Desde os anos da faculdade, um dos temas do direito civil que mis me fascina é o da responsabilidade civil. Em síntese, a responsabilidade civil tem a ver com a indemnização dos danos causados por factos ilícitos. Exemplo: se Fulano destruir o carro de Sicrano, Fulano deverá pagar uma indemnização a Sicrano. O dano físico da perda do carro, o facto de Sicrano não ter podido utilizar o carro para ir ao trabalho, o dano moral do stress que lhe causou a procura de um carro novo: tudo isto é contabilizado e transforma-se numa quantia monetária que Fulano deverá liquidar. E se não pagar, haverá juros e a sua obrigação indemnizatória ficará pior do que antes.
Eu dou graças por Deus não querer aplicar o instituto da responsabilidade civil às nossas vidas. A Bíblia diz que todos temos pecado e estamos destituídos da graça de Deus. O pecado, enquanto ofensa a Deus, é a nossa conduta ilícita ou antijurídica, que Deus regista para um dia nos pedir contas. A nossa dívida amontoa, ao longo da vida, e nos carrega com uma carga impossível de suportar. A nossa inércia em pagar o que devemos acresce os juros da dívida. E a coisa pior é que somos incapazes de pagar, não temos recursos suficientes para apagar esta dívida e recomeçar do início.
E Deus que faz, perante tantos maus devedores? Perdoa-lhes a dívida, aceitando que uma terceira pessoa, isto é, o Seu Filho, a pague. De uma vez só, apaga o nosso registo de maus devedores.
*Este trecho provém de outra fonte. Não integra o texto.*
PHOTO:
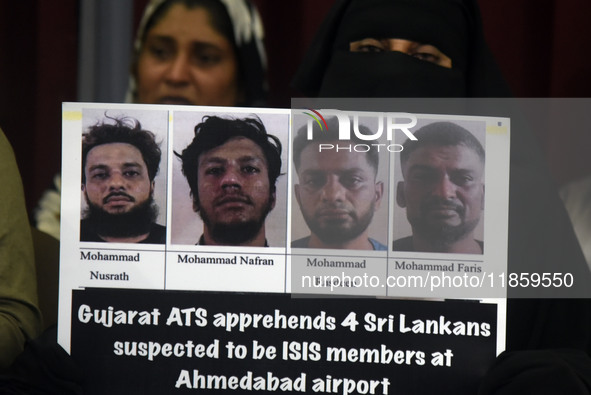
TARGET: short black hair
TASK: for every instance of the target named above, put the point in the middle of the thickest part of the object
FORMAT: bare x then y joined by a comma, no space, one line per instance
300,142
214,131
123,130
438,134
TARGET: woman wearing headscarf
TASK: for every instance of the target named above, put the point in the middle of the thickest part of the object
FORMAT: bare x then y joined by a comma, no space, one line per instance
202,52
436,49
192,52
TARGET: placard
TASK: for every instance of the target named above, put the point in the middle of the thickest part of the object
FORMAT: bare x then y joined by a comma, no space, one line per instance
348,272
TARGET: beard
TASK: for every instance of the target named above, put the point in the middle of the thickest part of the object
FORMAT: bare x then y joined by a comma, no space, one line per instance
442,235
336,231
236,233
135,222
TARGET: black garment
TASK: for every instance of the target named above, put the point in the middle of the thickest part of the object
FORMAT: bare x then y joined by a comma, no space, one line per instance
453,26
540,236
157,234
43,368
405,244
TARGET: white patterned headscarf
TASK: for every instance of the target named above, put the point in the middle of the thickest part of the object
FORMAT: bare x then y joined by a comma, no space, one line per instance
248,38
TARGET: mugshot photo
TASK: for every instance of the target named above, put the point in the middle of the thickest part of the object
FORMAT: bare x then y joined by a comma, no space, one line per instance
124,167
340,191
229,178
439,188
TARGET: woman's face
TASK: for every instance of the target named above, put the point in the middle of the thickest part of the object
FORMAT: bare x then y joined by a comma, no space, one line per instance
185,61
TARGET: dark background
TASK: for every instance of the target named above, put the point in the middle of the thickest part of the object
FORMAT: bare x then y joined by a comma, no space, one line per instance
542,47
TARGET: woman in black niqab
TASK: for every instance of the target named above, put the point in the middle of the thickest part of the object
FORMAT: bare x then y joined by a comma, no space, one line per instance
548,340
330,69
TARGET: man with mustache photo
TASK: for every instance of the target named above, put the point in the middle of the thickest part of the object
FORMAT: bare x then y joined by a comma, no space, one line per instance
443,190
119,163
232,166
337,190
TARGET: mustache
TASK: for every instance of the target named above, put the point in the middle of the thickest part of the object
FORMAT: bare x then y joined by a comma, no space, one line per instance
118,194
435,203
233,197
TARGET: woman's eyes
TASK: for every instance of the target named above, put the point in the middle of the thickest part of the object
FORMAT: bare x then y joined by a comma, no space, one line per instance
424,52
369,45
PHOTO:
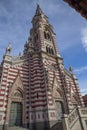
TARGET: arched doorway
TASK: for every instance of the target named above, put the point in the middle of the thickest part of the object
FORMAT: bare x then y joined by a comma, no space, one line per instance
15,114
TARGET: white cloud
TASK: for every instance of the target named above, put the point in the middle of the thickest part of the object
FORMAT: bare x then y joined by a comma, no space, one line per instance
84,37
80,70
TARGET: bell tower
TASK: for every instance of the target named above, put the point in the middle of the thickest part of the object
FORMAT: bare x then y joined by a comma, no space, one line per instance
42,36
37,82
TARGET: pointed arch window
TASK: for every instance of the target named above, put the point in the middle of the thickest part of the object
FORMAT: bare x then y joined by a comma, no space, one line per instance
49,50
47,35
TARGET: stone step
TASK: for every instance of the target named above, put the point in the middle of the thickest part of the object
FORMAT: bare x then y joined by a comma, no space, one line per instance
17,128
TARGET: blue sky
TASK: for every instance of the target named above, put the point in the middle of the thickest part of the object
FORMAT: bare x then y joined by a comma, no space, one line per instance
69,26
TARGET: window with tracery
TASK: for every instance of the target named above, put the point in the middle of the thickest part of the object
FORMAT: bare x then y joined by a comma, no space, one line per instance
47,35
49,50
18,94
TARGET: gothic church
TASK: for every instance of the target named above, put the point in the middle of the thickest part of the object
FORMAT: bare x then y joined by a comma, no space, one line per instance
36,91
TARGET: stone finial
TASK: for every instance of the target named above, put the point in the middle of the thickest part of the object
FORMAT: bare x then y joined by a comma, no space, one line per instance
8,49
38,10
71,69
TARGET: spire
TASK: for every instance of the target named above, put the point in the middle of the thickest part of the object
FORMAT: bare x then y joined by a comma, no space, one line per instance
38,10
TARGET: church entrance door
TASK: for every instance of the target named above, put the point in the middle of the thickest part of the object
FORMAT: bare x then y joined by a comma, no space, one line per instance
15,114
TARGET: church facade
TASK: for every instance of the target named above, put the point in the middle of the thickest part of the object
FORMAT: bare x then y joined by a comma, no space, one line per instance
36,91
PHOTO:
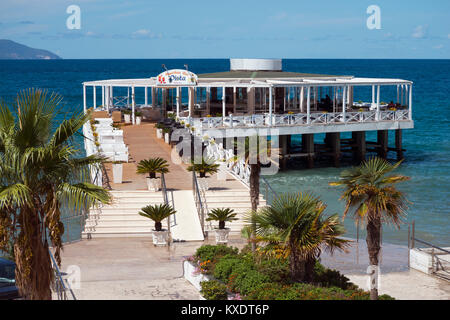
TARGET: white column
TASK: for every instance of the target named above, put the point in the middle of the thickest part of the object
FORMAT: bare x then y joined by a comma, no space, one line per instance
302,97
398,93
178,101
111,97
223,104
84,98
308,105
410,102
373,95
146,95
94,96
377,116
270,104
133,105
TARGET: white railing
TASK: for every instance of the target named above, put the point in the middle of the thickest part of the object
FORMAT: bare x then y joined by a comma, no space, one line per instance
264,120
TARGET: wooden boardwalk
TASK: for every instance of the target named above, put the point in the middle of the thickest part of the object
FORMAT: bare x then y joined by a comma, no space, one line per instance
143,144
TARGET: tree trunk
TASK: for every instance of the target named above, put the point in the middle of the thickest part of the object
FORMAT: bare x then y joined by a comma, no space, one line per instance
297,265
255,170
34,272
373,247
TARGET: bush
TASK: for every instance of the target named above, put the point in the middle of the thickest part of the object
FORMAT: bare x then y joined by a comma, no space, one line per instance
224,267
213,290
276,269
212,253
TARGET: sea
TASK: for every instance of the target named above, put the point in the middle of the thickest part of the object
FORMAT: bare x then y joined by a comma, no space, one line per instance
427,156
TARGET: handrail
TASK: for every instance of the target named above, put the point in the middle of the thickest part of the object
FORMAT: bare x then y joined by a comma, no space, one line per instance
60,286
198,201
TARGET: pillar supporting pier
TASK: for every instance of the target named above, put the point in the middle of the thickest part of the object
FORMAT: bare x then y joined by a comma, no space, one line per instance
398,144
308,148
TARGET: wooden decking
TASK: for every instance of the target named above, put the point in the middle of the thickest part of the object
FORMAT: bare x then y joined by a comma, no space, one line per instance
143,144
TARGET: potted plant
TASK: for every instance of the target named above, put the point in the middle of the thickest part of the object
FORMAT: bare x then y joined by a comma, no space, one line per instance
159,128
127,116
138,115
222,215
151,167
117,171
158,213
166,132
203,167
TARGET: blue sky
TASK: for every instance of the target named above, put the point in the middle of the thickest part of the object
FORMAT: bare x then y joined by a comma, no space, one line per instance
223,29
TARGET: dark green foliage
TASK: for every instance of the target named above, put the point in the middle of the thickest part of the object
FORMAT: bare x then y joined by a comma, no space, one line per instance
212,253
331,278
213,290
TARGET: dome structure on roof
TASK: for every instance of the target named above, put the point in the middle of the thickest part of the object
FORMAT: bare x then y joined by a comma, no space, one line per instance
255,65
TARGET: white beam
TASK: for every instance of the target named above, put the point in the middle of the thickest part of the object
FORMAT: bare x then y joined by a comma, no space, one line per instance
84,98
410,102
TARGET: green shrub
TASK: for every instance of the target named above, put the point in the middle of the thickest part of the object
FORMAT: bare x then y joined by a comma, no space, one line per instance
224,267
213,290
276,269
212,253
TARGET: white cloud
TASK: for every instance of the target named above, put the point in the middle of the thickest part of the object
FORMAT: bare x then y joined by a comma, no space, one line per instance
420,32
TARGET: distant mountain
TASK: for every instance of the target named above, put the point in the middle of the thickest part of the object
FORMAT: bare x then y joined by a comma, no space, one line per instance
13,50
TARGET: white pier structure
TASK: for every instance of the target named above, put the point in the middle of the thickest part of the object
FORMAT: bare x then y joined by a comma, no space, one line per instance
256,94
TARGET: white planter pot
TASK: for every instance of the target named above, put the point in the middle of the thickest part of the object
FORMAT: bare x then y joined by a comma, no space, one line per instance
222,235
222,173
117,172
160,237
153,184
203,183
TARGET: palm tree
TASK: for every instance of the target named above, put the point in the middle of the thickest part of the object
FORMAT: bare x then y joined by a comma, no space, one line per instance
206,166
41,173
372,198
296,222
153,166
222,215
157,213
252,153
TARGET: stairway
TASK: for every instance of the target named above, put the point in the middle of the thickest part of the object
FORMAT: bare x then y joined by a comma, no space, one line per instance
121,218
238,200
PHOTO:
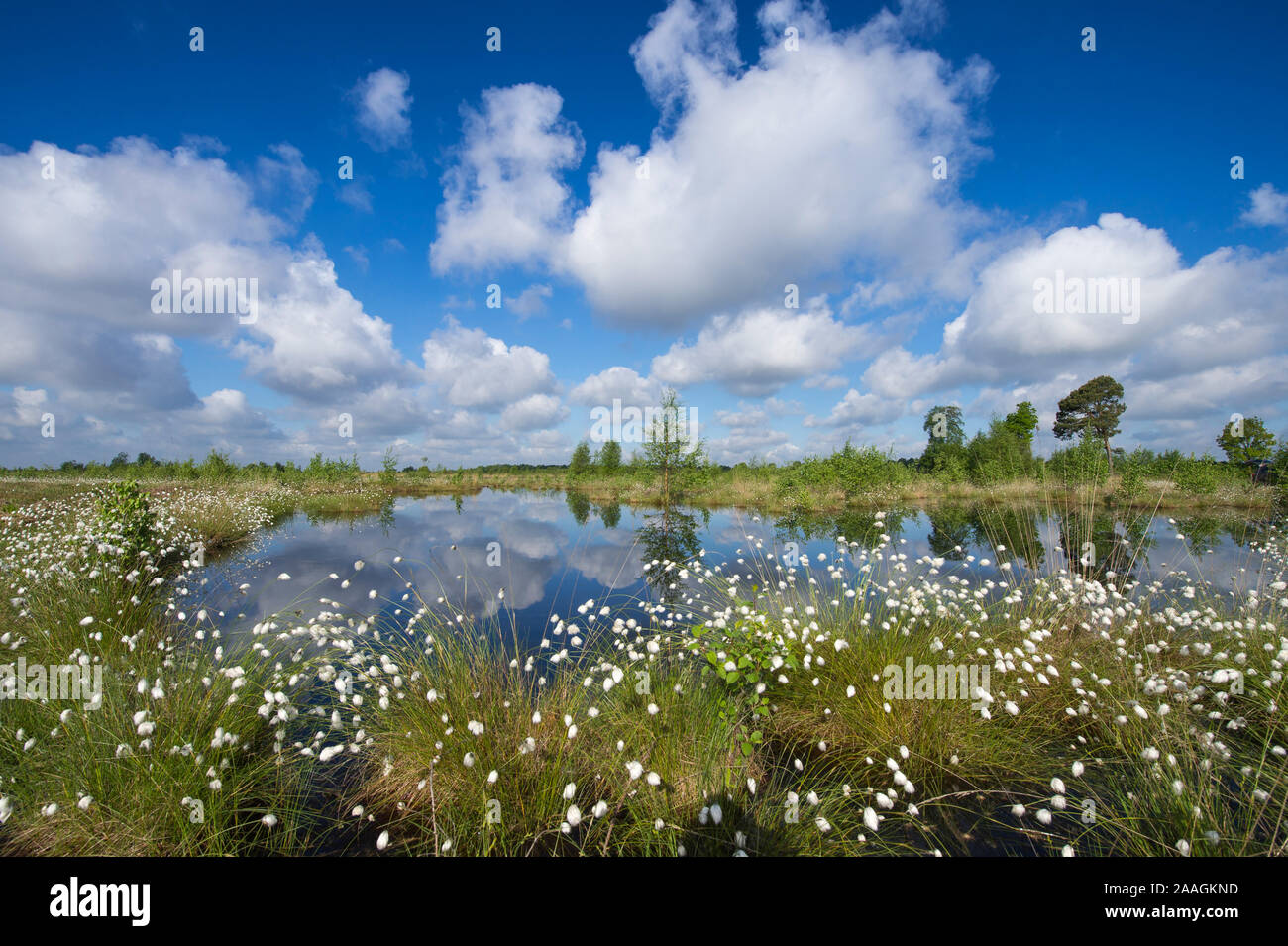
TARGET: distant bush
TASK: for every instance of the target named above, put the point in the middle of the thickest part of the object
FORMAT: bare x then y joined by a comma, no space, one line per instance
1201,476
1083,464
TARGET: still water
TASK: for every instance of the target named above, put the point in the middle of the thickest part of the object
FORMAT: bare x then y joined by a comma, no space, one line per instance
515,559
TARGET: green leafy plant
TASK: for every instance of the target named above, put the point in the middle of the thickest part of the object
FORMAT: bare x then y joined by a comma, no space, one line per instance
125,511
746,661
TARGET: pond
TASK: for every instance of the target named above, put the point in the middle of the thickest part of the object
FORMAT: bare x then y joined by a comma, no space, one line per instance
514,559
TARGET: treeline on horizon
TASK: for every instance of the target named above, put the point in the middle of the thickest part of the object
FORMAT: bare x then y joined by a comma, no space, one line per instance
1001,452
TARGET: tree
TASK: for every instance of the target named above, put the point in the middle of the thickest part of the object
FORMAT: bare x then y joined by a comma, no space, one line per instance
671,446
944,425
1245,438
1093,411
609,457
1022,421
580,463
944,454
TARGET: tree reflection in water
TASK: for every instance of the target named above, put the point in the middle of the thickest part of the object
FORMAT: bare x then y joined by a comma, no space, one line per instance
670,534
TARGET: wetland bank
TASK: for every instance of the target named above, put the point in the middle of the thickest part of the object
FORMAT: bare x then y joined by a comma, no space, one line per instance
373,670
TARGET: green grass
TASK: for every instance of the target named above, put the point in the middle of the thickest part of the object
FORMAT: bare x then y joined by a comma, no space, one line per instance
711,778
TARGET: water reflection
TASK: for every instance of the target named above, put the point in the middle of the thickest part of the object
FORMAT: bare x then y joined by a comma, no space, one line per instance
515,559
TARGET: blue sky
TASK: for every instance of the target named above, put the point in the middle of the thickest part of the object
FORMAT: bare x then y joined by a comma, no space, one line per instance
771,162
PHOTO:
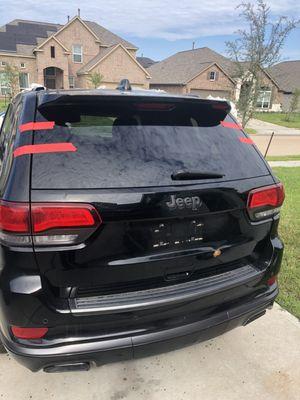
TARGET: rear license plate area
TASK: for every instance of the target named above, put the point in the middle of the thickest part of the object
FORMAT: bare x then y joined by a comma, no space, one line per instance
179,233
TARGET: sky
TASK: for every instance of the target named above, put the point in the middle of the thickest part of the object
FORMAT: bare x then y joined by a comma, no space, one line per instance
159,28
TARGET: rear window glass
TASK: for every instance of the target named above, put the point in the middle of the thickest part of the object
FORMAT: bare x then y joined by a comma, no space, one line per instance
132,143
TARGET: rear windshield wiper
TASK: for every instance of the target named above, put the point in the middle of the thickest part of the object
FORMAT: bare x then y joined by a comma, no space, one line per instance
189,175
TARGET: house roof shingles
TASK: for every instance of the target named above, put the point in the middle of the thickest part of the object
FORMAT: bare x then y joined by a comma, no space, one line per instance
185,65
287,75
19,32
32,33
106,37
103,52
146,62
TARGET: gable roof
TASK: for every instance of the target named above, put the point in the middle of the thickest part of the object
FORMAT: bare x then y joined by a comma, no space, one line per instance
35,34
21,32
95,60
105,52
146,62
186,65
108,38
287,75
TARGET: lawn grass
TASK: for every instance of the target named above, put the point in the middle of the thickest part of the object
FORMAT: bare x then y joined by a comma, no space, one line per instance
289,277
250,131
279,119
284,158
3,106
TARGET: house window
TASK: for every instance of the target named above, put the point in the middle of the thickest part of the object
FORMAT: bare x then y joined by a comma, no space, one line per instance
71,82
212,76
77,53
23,80
264,98
4,86
50,71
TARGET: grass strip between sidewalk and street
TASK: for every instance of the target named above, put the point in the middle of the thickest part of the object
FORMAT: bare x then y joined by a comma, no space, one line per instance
289,277
279,119
284,158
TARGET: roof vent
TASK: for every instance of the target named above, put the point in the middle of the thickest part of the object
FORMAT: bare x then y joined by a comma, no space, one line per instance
124,85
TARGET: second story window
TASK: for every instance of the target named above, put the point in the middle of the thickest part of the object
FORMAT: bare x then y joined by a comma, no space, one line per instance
77,53
212,76
23,80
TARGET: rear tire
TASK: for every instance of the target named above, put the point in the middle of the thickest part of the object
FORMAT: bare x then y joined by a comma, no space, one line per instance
2,349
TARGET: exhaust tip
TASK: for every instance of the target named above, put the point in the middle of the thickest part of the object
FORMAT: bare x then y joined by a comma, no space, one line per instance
254,317
70,367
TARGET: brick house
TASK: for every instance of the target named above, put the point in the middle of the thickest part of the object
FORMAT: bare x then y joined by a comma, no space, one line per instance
205,72
64,56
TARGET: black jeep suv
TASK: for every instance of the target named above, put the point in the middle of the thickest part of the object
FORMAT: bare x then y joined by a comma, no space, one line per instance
131,222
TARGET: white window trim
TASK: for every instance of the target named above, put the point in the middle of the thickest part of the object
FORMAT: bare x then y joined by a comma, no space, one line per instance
72,78
265,92
22,88
77,54
214,78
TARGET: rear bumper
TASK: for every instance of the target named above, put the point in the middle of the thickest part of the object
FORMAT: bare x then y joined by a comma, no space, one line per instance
104,351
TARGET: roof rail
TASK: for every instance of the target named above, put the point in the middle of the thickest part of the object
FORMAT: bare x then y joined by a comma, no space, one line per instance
36,87
124,85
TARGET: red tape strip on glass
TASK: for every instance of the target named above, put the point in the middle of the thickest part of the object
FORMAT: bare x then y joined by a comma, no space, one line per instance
44,148
231,125
246,140
36,126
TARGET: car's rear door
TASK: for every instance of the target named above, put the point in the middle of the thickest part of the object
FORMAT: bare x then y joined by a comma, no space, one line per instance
154,230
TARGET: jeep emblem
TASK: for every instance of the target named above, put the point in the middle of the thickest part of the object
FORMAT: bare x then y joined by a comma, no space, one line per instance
180,203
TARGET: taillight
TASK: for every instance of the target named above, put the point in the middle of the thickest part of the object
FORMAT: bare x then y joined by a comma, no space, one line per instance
28,333
47,223
265,201
14,223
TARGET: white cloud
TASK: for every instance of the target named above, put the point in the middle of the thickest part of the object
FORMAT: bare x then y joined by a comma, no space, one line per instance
165,19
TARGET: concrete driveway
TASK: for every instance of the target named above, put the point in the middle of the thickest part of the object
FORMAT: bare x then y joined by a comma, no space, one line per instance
260,361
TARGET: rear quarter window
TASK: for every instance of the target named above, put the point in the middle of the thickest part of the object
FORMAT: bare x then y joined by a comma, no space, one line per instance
122,145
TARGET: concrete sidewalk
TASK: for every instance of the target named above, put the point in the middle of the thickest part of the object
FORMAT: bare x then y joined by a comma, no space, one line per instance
285,163
281,145
260,361
266,128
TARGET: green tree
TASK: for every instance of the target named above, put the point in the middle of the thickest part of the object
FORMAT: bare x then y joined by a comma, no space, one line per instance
11,76
256,49
96,78
293,105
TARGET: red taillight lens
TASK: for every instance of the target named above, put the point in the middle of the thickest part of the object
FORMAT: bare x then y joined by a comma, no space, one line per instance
265,201
53,216
272,196
272,280
28,333
47,224
14,217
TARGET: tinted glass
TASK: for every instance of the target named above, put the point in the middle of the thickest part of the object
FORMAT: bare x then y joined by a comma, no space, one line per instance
141,147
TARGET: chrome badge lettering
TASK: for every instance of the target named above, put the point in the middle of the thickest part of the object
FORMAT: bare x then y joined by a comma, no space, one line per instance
180,203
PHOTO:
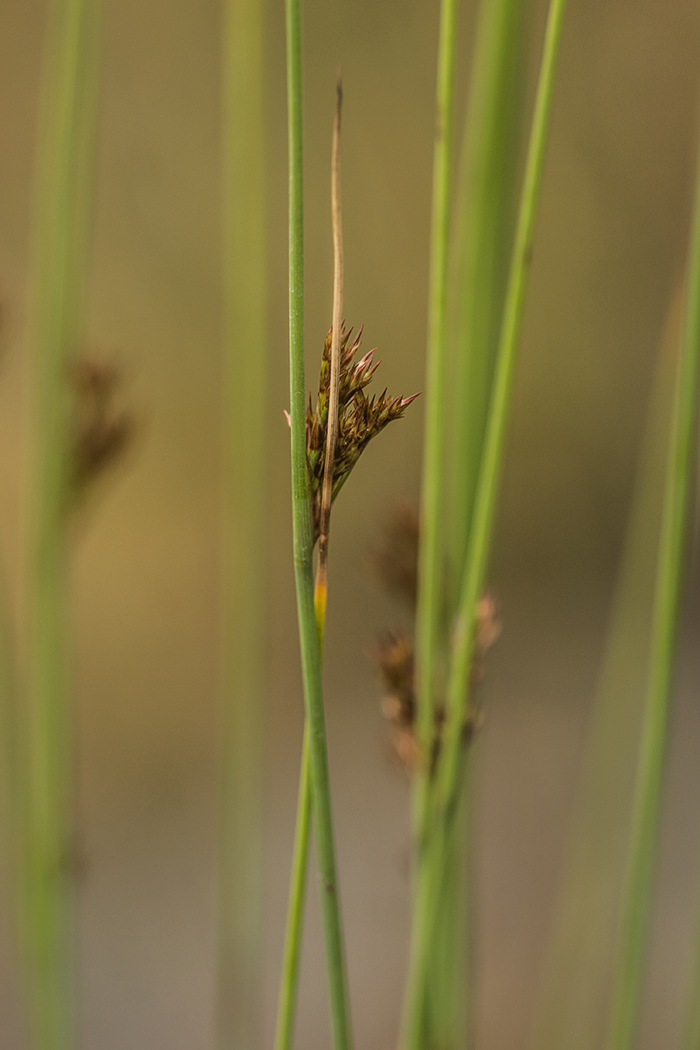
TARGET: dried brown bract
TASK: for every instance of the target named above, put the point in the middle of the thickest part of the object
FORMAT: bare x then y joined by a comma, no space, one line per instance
101,431
360,418
396,559
394,657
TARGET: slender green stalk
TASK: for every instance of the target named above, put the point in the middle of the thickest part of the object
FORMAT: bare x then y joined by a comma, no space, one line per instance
246,295
311,652
290,978
60,259
485,209
637,898
449,774
427,616
486,213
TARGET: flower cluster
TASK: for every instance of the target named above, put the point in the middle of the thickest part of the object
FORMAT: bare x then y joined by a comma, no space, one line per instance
360,418
101,431
397,564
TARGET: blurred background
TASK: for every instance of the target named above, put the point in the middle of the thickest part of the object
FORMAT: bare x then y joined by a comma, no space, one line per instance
147,558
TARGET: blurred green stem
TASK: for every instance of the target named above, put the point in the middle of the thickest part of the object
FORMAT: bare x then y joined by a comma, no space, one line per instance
429,570
311,651
486,197
638,890
577,967
450,769
290,979
62,222
486,212
246,297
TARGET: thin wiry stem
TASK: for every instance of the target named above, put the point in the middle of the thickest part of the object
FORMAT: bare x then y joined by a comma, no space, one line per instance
450,769
61,239
427,614
637,898
332,436
487,197
311,651
239,927
292,954
487,488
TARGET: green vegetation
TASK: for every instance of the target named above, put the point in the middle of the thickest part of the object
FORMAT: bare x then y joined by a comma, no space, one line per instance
483,231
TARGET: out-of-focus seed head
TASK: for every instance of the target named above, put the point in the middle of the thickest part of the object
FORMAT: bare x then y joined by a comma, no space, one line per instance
101,432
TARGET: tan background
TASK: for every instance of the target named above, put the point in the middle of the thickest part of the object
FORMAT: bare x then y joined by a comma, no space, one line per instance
609,256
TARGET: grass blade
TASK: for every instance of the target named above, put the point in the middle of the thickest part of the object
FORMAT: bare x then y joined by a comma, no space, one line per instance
310,643
574,993
246,295
62,221
450,770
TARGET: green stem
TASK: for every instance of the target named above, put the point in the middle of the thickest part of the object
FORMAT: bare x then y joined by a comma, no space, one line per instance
311,652
637,898
486,198
290,979
449,774
240,928
429,593
63,209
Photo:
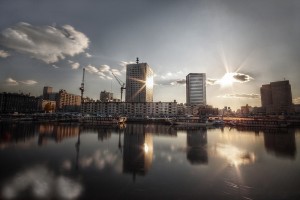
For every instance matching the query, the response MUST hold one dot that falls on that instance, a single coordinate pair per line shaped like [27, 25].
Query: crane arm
[121, 83]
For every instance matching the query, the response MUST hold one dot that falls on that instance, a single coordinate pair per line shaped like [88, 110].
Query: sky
[239, 44]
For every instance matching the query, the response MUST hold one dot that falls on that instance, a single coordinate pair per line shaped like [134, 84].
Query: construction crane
[82, 87]
[121, 83]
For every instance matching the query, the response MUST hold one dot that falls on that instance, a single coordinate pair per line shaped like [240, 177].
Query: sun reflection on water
[234, 155]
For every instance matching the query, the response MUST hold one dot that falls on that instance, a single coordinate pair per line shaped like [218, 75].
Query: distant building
[106, 96]
[21, 103]
[139, 83]
[149, 109]
[68, 102]
[276, 97]
[47, 91]
[196, 89]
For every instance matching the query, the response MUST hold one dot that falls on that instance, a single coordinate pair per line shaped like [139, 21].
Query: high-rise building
[139, 83]
[196, 89]
[46, 92]
[106, 96]
[276, 97]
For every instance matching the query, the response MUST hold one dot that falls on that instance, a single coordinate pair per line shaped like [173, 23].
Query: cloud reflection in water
[42, 183]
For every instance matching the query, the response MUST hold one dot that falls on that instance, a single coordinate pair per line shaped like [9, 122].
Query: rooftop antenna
[82, 87]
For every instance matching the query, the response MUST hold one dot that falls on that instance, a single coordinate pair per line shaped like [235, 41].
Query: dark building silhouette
[14, 102]
[56, 132]
[137, 150]
[280, 142]
[276, 97]
[196, 146]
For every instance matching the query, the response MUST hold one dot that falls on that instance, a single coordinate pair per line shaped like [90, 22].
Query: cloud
[211, 81]
[75, 65]
[47, 43]
[296, 100]
[42, 183]
[29, 82]
[104, 71]
[104, 68]
[248, 96]
[11, 81]
[170, 78]
[88, 55]
[4, 54]
[241, 77]
[178, 82]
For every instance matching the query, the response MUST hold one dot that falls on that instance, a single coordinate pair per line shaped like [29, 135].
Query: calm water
[49, 161]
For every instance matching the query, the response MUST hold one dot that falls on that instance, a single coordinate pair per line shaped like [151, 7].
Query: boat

Jesus apanha o terrível jugo que pesava sobre os nossos pescoços, que quase nos impedia de andar, e nos dá liberdade. E o que pede de nós é simplesmente que queiramos aceitar este perdão. Tão simples quanto isso.
Uma vez escrevi que num mundo em que estamos ensinados que tudo tem um preço, o perdão é o maior milagre. Continuo a acreditar nisso. Deus é sem dúvida o jurista por excelência, mais do que isso, é o criador da própria justiça pela qual o Direito se rege. Mas connosco aceitou não aplicar estritamente o instituto da responsabilidade civil e a sua justiça retributiva, mas sim o instituto do perdão. E quem faria isso senão Alguém que nos ama de modo perfeito?